WordPress creates a robots.txt
dynamically. To overwrite it in a normal non-multisite installation, you can just upload a static robots.txt
to the server. On a multisite install, this would overwrite the robots.txt
for all sites, which is not always the wanted behavior. This post explains how you can modify robots.txt
for individual sites of a multisite.
WordPress comes with the filter robots_txt
which allows modifying the dynamically created robots.txt
’s output. The function get_current_blog_id()
returns the ID of the current multisite site, which we can use to check for a particular site to add rules to the robots.txt
. This is how it looks currently for my site:
/**
* Modify robots.txt for main site and english site
*
* @param $output
* @param $public
*
* @return string
*/
function fbn_custom_robots( $output, $public ) {
$site_id = get_current_blog_id();
if ( $site_id == 1 ) {
$output .= "Disallow: /agb-und-widerruf/\n";
$output .= "Disallow: /mein-konto/\n";
$output .= "Disallow: /warenkorb/\n";
$output .= "Disallow: /impressum-und-datenschutz/\n";
} elseif ( $site_id == 11 ) {
$output .= "Disallow: /account/\n";
$output .= "Disallow: /cart/\n";
$output .= "Disallow: /imprint/\n";
$output .= "Disallow: /terms/\n";
}
return $output;
}
add_filter( 'robots_txt', 'fbn_custom_robots', 20, 2 );
Code language: PHP (php)
For the site with the ID 1
(this is florianbrinkmann.com) are added four Disallow rules, likewise for the site with the ID 11
(my English site florianbrinkmann.com/en).

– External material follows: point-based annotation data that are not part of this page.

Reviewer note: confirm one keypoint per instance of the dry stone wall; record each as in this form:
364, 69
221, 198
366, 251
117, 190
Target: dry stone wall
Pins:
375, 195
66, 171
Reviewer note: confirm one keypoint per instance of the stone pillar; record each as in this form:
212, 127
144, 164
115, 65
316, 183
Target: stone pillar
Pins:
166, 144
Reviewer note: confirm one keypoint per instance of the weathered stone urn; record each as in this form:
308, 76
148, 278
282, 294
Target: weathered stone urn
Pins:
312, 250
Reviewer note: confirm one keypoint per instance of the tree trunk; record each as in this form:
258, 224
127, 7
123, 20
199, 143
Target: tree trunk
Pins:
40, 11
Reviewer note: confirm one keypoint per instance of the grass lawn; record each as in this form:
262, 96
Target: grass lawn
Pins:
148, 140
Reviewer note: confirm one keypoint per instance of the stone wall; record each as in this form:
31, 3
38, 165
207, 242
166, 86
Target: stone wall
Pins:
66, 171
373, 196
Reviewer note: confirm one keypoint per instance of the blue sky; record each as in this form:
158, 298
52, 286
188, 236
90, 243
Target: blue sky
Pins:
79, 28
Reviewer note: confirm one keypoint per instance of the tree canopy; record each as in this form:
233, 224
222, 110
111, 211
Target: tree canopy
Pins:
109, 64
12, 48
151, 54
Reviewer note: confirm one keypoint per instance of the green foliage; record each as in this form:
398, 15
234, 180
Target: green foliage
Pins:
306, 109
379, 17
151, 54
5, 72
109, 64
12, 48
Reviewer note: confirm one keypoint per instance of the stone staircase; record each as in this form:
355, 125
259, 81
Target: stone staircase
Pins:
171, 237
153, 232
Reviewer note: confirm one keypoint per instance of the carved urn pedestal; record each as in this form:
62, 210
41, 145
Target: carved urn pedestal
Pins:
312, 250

To get the site’s ID, I just added the following line after $site_id = get_current_blog_id();
:
Code language: PHP (php)$output .= $site_id;
This way, the ID of the current site is displayed, when you visit its robotx.txt
.
Is it possible to use this function to modify the default WP robots.txt file?
Hi Adam,
sorry for the late reply, your comment was marked as spam…
To your question: yes, you can modify the default’s robots.txt file with that filter.
Greetings,
Florian
Hi Florian,
Thank you for this solution. Can you please tell me what this line does? I'm not an expert in PHP.
add_filter( 'robots_txt', 'fbn_custom_robots', 20, 2 );
Thank you!
Matt
Hi Matt,
that line adds the function as a filter to the
robots_txt
hook, that enables us to modify the robots.txt output. Without it, nothing would happen.Best,
Florian
Thanks Florian,
Where by chance would you add this code in a multisite setup? Is there a centralized file that would handle this for each site?
Hi Matt,
you’re welcome.
I use it in a custom plugin that is enabled network-wide. I pasted the code into a (very basic) plugin file that you can use as a starting point: https://gist.github.com/florianbrinkmann/9236134e29c07bb10ae1932d93100984
You could use it as a Must Use plugin (https://codex.wordpress.org/Must_Use_Plugins). For that, just upload it to the
wp-content/mu-plugins
folder via FTP (you may need to create themu-plugins
directory).Hope that helps,
Florian
Hi!
$output .= "Disallow: /account/n";
This is not '/n' working work for me when I want a new line. This works '\n';
$output .= "Disallow: /account\n";
Hi Dmitry,
yes, you are right, thanks!
Best,
Florian
Thanks for this bit of code. Works nicely. I modified it a little, of course. Your info here got me at the right starting point.
Thanks.
Hi Dave,
great to hear that, you’re welcome!
Best,
Florian
This helped so just wanted to give you a solution to generate this dynamically for all your websites inside a multisite install 🙂
function my_robots_txt( $output, $public ) {
# Check if Woocommerce is active on the website for this request
if ( ! class_exists( 'woocommerce' ) )
return $output ;
# These are the endpoint names used by Woocommerce, not the real slug of the page
$endpoints = [ 'cart', 'checkout', 'myaccount' ];
foreach ( $endpoints as $endpoint ) {
$woo_page_id = wc_get_page_id( $endpoint );
# You need to get the slug => the slug field is "post_name"
$slug = get_post_field( 'post_name', $woo_page_id );
# Add the rule for this page
$output .= "Disallow: /{$slug}/\n";
}
return $output;
}
add_filter( 'robots_txt', 'my_robots_txt', 10, 2 );